Die Heilkraft des Erzählens

Das “Erzählen” hat bei der Aufarbeitung traumatischer Erlebnissen auf Grund seiner enormen Wirksamkeit schon seit Langem einen hohen Stellenwert. Von seinen Erlebnissen zu berichten, sich und seine Wertvorstellungen in der Welt und in der Gemeinschaft der Anderen zu verorten hat etwas Heilendes. Das nutzte bereits Sigmund Freud, der seinen Patienten mit der Kraft des Zuhörens begegnete. Der Drang zum Erzählens wird auch durch die Flut von Autobiografien oder Blogs deutlich.

In der Traumatherapie ist eine behutsame Konfrontation mit dem Erlebten inzwischen zum Goldstandard zur Verarbeitung auch komplexer lebensbedrohlicher Erlebnisinhalte gereift.
Bei 70 bis 80 Prozent der Patienten mit dem Vollbild einer posttraumatischen Belastungsstörung (PTBS) sinken nach der Erzähltherapie die Symptome unterhalb die Diagnoseschwelle.

Symptome wie Angst- und Depressionen gehen zurück, zwischen- menschliche Probleme werden weniger und die zuvor häufig eingeschränkte Lern- und Berufsfähigkeit erholt sich wieder.

Bewährt hat sich die Erzähl-Behandlung selbst bei Opfern von Mehrfachtraumatisierung oder andauerndem Kindesmissbrauch, Folter, Vergewaltigung, Menschenhandel oder bei Patienten mit Borderline-Persönlichkeitsstörung.

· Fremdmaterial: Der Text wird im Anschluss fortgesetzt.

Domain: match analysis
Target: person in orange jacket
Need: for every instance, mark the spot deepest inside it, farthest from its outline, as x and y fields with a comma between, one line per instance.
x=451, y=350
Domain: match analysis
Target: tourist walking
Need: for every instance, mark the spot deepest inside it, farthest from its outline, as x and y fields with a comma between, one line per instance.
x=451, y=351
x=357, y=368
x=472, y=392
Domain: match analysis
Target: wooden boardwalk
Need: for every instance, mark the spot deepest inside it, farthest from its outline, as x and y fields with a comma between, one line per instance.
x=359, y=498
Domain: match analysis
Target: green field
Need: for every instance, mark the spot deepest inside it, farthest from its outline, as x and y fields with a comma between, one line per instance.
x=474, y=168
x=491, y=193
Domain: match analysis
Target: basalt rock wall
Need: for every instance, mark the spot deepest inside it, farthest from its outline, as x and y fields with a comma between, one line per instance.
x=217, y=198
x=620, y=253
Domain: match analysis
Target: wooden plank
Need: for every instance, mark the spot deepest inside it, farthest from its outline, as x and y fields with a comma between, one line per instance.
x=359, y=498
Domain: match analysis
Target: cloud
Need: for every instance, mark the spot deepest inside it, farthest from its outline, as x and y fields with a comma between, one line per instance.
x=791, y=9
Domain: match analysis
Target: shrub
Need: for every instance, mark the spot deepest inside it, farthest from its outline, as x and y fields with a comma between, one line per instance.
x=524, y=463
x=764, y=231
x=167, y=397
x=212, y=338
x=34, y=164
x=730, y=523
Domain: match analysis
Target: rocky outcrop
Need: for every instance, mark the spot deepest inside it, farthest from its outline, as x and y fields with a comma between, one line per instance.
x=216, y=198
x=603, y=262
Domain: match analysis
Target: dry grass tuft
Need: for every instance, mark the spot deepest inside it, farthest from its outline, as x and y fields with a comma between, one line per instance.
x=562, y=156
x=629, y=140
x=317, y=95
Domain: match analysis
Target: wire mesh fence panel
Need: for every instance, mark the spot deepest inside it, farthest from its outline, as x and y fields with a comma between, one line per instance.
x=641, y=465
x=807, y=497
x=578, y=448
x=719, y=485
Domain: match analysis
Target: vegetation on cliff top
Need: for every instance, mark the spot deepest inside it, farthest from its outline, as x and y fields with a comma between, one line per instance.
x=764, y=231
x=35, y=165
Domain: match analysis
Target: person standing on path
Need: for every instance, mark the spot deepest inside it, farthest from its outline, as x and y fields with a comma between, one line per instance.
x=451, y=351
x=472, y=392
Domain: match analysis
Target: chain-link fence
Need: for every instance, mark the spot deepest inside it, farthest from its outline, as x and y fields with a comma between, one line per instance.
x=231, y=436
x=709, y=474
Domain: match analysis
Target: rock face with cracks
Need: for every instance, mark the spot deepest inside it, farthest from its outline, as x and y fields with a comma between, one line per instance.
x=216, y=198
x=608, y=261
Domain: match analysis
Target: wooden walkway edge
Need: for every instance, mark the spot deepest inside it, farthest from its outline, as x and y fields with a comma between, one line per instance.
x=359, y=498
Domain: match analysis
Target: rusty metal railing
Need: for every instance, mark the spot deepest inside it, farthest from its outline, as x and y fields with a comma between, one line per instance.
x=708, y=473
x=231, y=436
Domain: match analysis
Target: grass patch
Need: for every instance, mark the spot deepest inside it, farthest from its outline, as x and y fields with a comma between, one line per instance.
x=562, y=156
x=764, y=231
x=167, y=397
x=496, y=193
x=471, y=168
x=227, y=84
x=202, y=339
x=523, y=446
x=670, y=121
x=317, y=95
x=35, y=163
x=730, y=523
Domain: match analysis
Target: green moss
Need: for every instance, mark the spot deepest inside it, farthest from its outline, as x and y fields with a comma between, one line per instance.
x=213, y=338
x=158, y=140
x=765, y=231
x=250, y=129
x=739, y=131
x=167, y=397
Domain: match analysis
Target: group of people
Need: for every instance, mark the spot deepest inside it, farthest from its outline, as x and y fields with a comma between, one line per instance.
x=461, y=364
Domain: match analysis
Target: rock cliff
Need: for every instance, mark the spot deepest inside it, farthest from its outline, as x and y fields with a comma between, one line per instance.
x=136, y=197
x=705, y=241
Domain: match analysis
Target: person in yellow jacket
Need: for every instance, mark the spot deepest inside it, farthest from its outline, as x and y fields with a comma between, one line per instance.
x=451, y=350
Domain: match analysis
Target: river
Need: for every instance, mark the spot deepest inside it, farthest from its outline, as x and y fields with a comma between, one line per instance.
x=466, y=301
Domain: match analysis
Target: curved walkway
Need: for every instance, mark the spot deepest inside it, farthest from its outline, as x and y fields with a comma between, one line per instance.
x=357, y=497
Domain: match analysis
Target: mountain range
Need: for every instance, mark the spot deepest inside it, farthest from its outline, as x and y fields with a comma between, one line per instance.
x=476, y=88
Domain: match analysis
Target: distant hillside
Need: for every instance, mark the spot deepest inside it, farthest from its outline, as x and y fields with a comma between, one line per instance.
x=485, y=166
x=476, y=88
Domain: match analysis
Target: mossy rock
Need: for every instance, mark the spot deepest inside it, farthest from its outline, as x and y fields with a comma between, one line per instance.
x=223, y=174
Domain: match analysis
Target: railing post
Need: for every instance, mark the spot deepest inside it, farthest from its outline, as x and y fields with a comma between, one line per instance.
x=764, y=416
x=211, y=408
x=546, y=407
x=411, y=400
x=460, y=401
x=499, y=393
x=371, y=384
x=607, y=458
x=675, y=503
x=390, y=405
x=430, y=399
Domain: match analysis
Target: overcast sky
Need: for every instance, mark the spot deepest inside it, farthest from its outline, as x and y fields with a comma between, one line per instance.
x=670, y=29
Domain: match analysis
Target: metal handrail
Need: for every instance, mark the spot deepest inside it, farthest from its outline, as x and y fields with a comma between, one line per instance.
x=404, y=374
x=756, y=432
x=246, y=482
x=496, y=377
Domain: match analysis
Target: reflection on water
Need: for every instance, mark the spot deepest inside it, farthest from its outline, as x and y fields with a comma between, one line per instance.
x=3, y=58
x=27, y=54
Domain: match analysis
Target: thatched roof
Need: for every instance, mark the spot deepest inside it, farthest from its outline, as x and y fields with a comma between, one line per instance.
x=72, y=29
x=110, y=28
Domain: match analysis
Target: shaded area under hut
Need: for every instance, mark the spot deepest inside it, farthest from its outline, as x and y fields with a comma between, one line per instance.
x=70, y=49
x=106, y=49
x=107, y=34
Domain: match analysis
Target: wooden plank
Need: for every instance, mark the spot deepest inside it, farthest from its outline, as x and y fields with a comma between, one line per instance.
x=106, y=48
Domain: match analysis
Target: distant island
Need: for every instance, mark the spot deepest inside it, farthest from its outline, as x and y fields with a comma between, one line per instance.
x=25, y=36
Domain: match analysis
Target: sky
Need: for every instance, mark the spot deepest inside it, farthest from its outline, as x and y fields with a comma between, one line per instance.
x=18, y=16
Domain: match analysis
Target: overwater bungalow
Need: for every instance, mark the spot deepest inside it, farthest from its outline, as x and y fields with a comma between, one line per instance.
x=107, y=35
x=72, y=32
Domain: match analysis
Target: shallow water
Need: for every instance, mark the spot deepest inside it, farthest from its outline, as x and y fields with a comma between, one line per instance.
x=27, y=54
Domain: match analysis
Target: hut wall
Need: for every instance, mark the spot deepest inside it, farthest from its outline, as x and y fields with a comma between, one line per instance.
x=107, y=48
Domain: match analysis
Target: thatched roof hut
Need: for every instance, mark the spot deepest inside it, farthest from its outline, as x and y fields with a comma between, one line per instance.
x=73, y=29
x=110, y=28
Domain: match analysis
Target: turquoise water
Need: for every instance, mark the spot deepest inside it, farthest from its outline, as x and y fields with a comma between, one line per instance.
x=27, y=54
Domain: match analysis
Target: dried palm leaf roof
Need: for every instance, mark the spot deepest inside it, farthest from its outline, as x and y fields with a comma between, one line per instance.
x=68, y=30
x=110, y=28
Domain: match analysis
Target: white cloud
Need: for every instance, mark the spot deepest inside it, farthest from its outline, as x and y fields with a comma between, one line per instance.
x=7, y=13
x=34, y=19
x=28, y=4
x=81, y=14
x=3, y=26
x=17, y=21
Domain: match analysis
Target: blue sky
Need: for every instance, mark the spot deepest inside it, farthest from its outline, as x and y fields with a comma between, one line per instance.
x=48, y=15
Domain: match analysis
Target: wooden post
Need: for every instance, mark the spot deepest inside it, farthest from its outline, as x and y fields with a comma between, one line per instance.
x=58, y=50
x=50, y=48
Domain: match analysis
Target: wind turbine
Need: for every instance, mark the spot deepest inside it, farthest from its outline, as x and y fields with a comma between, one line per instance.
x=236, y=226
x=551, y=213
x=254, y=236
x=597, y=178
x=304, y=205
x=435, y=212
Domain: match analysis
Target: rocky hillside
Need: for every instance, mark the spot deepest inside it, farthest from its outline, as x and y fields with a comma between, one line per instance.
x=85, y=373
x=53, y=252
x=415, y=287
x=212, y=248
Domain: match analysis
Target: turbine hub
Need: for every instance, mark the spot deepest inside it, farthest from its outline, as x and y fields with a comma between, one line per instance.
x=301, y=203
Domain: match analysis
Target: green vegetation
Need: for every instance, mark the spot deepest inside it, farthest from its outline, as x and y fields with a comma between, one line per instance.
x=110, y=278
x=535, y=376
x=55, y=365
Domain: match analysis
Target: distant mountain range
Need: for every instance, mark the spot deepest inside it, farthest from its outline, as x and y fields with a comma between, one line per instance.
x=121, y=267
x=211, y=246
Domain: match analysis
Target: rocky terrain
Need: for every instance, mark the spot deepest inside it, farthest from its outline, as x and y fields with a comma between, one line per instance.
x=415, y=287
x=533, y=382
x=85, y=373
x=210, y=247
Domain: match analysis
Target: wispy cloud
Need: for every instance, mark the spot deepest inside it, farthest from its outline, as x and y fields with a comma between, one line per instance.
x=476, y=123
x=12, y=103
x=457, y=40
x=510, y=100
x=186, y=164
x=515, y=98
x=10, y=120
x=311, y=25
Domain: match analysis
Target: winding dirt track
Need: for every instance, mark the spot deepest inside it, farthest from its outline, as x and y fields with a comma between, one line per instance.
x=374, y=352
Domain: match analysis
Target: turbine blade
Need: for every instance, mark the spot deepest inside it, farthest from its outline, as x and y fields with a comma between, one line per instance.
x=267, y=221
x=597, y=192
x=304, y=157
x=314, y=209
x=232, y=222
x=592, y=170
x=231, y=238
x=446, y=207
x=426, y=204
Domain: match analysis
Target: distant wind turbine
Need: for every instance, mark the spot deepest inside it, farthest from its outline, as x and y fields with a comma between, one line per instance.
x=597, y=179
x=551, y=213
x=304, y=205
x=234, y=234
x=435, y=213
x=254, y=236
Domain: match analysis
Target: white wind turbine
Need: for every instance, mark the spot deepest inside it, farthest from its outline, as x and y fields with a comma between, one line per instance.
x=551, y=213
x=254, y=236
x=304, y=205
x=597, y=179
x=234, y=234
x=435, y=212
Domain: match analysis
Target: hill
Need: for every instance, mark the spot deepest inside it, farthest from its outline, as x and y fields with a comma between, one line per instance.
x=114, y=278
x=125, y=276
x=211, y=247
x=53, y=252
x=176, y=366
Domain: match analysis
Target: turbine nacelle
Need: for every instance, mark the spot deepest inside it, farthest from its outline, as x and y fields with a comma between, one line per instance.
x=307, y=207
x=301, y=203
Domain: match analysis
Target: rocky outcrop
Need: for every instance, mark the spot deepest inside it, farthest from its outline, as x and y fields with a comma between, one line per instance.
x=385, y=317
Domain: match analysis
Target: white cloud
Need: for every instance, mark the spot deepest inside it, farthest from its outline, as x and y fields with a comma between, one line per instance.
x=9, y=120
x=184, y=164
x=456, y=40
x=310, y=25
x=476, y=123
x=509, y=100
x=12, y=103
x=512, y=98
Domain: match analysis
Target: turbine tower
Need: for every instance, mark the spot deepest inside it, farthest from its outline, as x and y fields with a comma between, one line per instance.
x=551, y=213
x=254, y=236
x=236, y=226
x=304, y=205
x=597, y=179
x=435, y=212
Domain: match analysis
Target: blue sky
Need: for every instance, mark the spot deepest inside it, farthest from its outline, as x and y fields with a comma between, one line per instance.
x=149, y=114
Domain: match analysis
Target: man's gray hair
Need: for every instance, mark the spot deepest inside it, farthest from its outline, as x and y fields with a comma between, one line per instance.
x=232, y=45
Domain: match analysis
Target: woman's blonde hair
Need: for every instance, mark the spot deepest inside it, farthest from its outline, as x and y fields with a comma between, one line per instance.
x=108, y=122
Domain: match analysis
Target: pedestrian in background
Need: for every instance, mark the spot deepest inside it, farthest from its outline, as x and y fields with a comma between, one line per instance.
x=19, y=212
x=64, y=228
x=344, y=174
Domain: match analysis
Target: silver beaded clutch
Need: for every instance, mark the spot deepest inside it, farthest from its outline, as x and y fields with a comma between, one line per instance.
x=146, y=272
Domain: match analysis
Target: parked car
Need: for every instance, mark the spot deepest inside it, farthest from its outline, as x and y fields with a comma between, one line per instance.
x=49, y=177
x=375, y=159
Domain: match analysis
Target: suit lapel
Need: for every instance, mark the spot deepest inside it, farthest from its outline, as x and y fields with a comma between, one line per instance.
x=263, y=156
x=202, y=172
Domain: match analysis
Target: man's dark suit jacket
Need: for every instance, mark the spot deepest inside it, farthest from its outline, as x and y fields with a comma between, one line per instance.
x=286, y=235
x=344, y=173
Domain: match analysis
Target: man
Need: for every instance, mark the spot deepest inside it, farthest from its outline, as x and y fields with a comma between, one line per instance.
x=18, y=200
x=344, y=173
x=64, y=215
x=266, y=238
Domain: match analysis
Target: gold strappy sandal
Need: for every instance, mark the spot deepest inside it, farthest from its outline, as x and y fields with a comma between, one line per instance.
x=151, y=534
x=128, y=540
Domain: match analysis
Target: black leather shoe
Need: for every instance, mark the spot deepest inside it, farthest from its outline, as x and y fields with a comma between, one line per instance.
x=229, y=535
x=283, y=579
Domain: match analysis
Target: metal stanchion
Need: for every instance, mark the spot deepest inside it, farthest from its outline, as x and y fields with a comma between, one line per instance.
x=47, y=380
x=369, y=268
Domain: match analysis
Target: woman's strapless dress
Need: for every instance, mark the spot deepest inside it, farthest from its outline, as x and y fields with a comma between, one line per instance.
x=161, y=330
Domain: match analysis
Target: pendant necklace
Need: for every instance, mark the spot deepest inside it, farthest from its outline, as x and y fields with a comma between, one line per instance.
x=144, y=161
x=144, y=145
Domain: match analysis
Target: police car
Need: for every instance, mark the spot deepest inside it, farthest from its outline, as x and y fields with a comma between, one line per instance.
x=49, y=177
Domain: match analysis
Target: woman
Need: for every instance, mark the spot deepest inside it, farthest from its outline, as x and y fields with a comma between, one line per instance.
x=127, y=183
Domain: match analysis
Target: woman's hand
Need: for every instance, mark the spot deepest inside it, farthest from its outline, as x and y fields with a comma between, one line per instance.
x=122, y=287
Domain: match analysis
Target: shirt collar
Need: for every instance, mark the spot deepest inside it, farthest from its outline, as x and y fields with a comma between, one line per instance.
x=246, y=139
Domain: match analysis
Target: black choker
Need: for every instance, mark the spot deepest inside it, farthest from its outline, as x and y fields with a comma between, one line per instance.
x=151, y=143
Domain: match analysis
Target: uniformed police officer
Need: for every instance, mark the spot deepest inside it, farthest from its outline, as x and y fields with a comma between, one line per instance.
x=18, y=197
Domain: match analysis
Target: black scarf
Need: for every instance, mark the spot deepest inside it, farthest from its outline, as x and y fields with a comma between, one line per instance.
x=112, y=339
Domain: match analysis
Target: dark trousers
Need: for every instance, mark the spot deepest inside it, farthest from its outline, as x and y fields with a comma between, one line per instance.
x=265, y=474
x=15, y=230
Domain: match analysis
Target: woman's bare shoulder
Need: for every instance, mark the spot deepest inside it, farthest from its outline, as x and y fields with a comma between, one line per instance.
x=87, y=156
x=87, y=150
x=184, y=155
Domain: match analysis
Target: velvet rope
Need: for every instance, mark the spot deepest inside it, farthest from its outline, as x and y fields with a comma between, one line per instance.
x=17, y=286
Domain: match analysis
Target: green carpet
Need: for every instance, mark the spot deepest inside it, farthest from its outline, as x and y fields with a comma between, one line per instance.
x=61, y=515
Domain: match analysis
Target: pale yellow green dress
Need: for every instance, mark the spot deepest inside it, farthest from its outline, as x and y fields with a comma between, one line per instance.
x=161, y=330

Das körperliche Erleben während des Erzählens ist von besonderer Bedeutung. Ein Wiedererleben auch im Körperausdruck sichtbar, bekommt durch behutsames Führen am sicheren Ort eine besondere Bedeutung.

Peter Levine`s Begriff der Komplettierung und die Essenz der narrativen Expositionstheorie schaffen einen Zugang zu den traumatischen Gedächtnisinhalten. In meiner Arbeit mit Betroffenen kommt diese Form der körperorientierte Erzähl-Therapie zur Anwendung. Dabei orientiere ich mich an neurobiologischer Forschung aktueller Publikationen.